From that description, it may be unclear if the animals, even if represented by people in mascot costumes, are anthropomorphic or not. The best answer to that question is 'yes'. The movie treats the animals as animals that our hero violently kills by the hundreds, but also as people with their own reactions and stories going on in the background. It comes very close to making a point about animal cruelty, with the beavers at one point literally putting Jean on trial for murder, but ultimately it feels like a very funny sick joke most of the time – even if it does, as they say, make one think.
The suits themselves are low budget affairs, looking like off-the-rack costume store finds. If you saw someone wearing them at a furry convention, you'd immediately assume they were rented by curious outsiders who thought the costumes would help them blend in, but only make them stand out even more (and also be guilty of snobbery, by the way). Of course, the cheap look is part of the gag. Seeing these silly costumes out in the literal wild is funny in and of itself; the actors are frequently seen tripping and falling in scenes while running, the film makers apparently leaving these outtakes in on the (completely correct) assumption that it's funny.

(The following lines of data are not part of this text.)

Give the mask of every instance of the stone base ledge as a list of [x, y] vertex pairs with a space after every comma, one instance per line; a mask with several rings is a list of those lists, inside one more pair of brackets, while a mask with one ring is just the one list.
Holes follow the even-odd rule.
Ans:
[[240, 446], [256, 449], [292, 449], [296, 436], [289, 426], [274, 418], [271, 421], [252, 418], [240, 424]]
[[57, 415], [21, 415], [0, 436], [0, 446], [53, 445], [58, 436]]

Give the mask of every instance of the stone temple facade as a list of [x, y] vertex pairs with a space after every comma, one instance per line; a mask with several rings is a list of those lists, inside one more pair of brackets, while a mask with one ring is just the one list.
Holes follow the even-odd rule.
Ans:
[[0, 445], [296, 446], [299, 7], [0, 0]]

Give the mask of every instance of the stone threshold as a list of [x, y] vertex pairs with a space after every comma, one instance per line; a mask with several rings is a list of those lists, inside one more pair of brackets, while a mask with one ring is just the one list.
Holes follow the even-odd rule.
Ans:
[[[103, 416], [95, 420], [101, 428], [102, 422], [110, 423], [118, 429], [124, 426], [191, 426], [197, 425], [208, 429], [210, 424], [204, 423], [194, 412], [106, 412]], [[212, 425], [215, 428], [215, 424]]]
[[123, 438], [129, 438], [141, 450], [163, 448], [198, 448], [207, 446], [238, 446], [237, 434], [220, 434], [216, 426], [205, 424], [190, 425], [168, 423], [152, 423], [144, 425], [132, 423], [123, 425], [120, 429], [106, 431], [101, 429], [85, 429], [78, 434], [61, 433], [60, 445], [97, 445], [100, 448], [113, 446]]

The whole thing looks remarkably cheap, both as an aesthetic choice, and also because it was made remarkably cheaply. It leans into its limitations, and uses them for comedic effect. The movie runs on cartoon logic; and though, on the whole, I'd still prefer an actual cartoon most of the time, this is probably the best case scenario for a "fursuit movie". The movie made me laugh a lot, which is what a comedy is supposed to do.
About the author
2cross2affliction (Brendan Kachel) — read stories — contact (login required)a red fox
New teeth. That's weird.
Comments
Jfc, Google really has gone downhill. I couldn't find my own review of Bitter Lake; I had to switch to a different search engine.
Not an Https site?
It has an expired, self-signed certificate. Need to get Let's Encrypt/certbot on the job!
I love "Hundreds of Beavers" and I've recommended it to every fur I know - but I don't consider it a "fursuit movie." The beavers have no individual personalities, they're just generic "beavers" existing as a sight gag and not characters; a "real" fursuit movie would have a variety of characters/species with definite personalities of their own.